Sometimes I plead: Please, god, give her a break.
But then I come down off of the parental cloud we often find our selves floating in, surrounded by a thick fog which prohibits us from seeing anything else in the world except our child and their flaws or problems or suffering, and I come down off that cloud and things clear and I am reminded how fucked up the world is and how good we have it. We live in a safe, clean, comfortable home. We have all the pleasures that a middle class American family would have. We are able to provide for our daughters opportunities to be educated, not only in math and reading, but in science, art, music, dance, etc. We live in a beautiful location where there are tons of parks to run free and play at. There are trees and clouds and rivers and bridges, city life and country life intertwined in a perfect dance that we get to experience. We have it so, so good here.
We are not being shot at by police officers trying to keep the peace by eliminating us. We are not being bombed by our neighboring country. We are not being hunted by militia armies, trying to kidnap our children and make them into child soldiers. We are not hiding in our homes, afraid of contracting diseases that could kill us. We are not walking miles and miles in hopes of getting clean water for a single day. Most days, our children are perfectly healthy, able to function normally and we do not have to worry about taking care of any sort of special needs or disability. Our children can walk. Our children can get themselves dressed and put on shows at the end of the day where they sing and dance and fall over each other and laugh until they almost pee themselves (okay, pretty sure they DO pee themselves).

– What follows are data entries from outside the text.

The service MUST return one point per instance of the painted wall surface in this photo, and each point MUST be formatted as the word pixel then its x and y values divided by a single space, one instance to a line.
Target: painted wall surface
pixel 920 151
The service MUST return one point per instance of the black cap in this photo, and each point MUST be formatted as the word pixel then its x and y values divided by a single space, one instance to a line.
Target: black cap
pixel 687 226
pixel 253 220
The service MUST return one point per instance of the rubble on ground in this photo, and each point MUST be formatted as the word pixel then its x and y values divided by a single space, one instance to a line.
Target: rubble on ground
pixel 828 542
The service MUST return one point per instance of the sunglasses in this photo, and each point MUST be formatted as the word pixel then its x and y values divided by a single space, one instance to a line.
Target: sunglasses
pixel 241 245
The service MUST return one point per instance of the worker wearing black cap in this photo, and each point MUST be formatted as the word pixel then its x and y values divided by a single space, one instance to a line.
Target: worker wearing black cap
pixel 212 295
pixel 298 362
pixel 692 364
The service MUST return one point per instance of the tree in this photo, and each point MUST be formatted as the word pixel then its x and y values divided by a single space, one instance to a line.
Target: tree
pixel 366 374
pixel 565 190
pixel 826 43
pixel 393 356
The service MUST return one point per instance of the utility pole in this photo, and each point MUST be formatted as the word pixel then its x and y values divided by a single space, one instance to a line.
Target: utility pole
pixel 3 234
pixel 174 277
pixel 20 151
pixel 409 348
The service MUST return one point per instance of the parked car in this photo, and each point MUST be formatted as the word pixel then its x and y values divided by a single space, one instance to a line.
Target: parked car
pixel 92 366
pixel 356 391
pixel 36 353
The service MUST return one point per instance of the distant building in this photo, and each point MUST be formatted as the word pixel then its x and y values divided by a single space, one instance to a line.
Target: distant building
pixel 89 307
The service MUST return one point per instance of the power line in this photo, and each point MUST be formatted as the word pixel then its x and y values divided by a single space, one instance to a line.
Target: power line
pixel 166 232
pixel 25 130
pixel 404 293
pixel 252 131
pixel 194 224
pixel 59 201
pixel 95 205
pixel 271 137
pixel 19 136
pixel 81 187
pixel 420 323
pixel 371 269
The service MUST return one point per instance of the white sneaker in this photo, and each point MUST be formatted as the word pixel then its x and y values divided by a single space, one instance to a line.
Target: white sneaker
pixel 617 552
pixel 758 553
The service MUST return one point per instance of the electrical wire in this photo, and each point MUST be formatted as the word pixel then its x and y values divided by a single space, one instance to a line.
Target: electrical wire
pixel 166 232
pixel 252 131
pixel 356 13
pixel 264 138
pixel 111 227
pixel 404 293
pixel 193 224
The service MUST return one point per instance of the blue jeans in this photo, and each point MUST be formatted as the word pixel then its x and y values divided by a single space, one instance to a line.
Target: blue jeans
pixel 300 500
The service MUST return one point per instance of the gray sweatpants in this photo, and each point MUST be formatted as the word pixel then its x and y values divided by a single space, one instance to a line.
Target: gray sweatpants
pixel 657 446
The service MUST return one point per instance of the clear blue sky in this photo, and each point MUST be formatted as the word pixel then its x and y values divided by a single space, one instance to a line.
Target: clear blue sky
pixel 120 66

We just have to live with the stress and weight of the unknown seizure occurring from time to time. I’m not trying to make light of it – it sucks. But at the end of the day, I am thankful that this is currently all we have to deal with. I am thankful that Amalea is ok, that she is currently sleeping and will most likely awake in the morning refreshed and ready to once again explore the great wide world out there with that great big toothy smile she always has and that contagious laugh. God, I love her so much. I love them all so much. Life is good. Today was still a good day, full of all that life has to offer… the good, the bad, the ugly – and a little slice of heaven if only for a few minutes on a grassy field playing soccer and playing with family and watching airplanes.

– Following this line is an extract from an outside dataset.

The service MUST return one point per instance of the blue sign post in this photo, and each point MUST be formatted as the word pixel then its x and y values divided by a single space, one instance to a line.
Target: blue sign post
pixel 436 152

May the light continue to shine in our family. May we find joy in what we have, and never forget how much we have. We have each other, and these long seemingly uneventful days are blessings that are worth smiling over; even raising a glass to and cheering out loud.
And finally (stop reading if you don’t like foul language – you’ve been warned)…
Fuck you seizures. You suck. You can’t hold my little girl down. Seriously, Fuck you.
This photo that you see on this blog, and at the top of this post, is my oldest daughter, Amalea (the one with the seizures) at her most favorite and freeing spot in the world: the beach. Fly on my beautiful angel.